I have a function capable of translating UTF-8 characters into a custom 8-bit encoding:
const fn char_to_custom_encoding(c: char) -> u8;
I'd like to apply it at compile time to a string literal so that only the translated array is stored and can be accessed instantly at runtime, with a signature along the lines of
const fn literal_to_custom_encoding(input: &'static str) -> &'static [u8]
The source string is expected to contain UTF-8 characters, so processing it naively byte-by-byte as if it was ASCII, like done in this blog post, is not an option, and str.chars() can not be used at compile time as it is not a const method.
So far, my best bet seems to be to employ the general approach described in the aforementioned blog post and then manually detect UTF-8 characters during iteration. However, aside from having to write a manual implementation when a built-in one exists, this will also lead to the resulting array being padded with zeros as multi-byte characters get converted into single values and don't fill it completely; this is made even more complicated by the crate being no_std, making returning a Vec nonviable even at runtime.

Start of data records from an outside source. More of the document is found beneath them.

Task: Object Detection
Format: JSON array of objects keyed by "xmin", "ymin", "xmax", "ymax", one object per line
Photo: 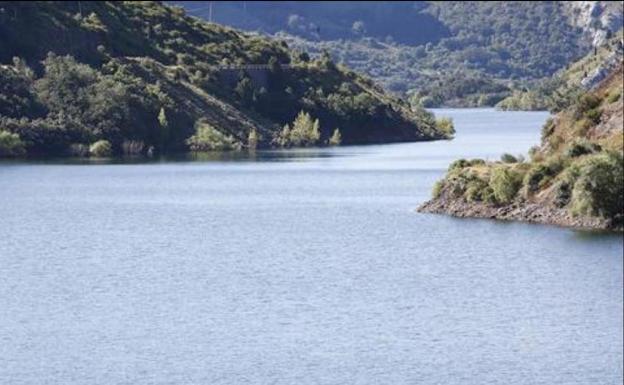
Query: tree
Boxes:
[
  {"xmin": 247, "ymin": 128, "xmax": 259, "ymax": 150},
  {"xmin": 158, "ymin": 107, "xmax": 169, "ymax": 149},
  {"xmin": 351, "ymin": 20, "xmax": 366, "ymax": 36},
  {"xmin": 327, "ymin": 128, "xmax": 342, "ymax": 146}
]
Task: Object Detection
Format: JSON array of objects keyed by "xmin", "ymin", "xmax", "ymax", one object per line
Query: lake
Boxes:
[{"xmin": 0, "ymin": 109, "xmax": 623, "ymax": 385}]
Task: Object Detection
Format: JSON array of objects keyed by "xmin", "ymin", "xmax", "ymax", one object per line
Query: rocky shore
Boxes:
[{"xmin": 418, "ymin": 197, "xmax": 622, "ymax": 231}]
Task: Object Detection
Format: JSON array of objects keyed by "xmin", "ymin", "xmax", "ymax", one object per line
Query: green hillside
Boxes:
[
  {"xmin": 0, "ymin": 2, "xmax": 451, "ymax": 155},
  {"xmin": 421, "ymin": 59, "xmax": 624, "ymax": 229},
  {"xmin": 172, "ymin": 1, "xmax": 622, "ymax": 107},
  {"xmin": 496, "ymin": 31, "xmax": 624, "ymax": 112}
]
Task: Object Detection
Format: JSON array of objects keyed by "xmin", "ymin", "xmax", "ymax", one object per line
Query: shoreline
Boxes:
[{"xmin": 416, "ymin": 198, "xmax": 624, "ymax": 232}]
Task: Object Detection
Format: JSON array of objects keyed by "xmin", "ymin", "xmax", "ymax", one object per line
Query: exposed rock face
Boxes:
[
  {"xmin": 418, "ymin": 64, "xmax": 624, "ymax": 231},
  {"xmin": 581, "ymin": 42, "xmax": 623, "ymax": 90},
  {"xmin": 418, "ymin": 194, "xmax": 613, "ymax": 230},
  {"xmin": 561, "ymin": 1, "xmax": 624, "ymax": 47}
]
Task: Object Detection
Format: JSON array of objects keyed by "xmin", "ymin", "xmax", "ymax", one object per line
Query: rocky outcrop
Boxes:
[
  {"xmin": 418, "ymin": 63, "xmax": 624, "ymax": 231},
  {"xmin": 418, "ymin": 194, "xmax": 617, "ymax": 230},
  {"xmin": 561, "ymin": 1, "xmax": 624, "ymax": 47}
]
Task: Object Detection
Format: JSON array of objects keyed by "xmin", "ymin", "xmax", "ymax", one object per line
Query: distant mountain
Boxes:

Is there a better approach to this problem that still ensures that the transformation is done at compile time? I've considered using macros, but it seems that would leave the problem of iterating over the UTF-8 characters largely unsolved (there's the const_format crate doing something similar internally, but I'm having a hard time understanding its code) and I'd have to reimplement the conversion function as a macro as well, making it completely impossible to use at runtime even if desired.
&'static [u8]doesn't make much sense as a return type, especially withoutalloc. What memory is it supposed to reference?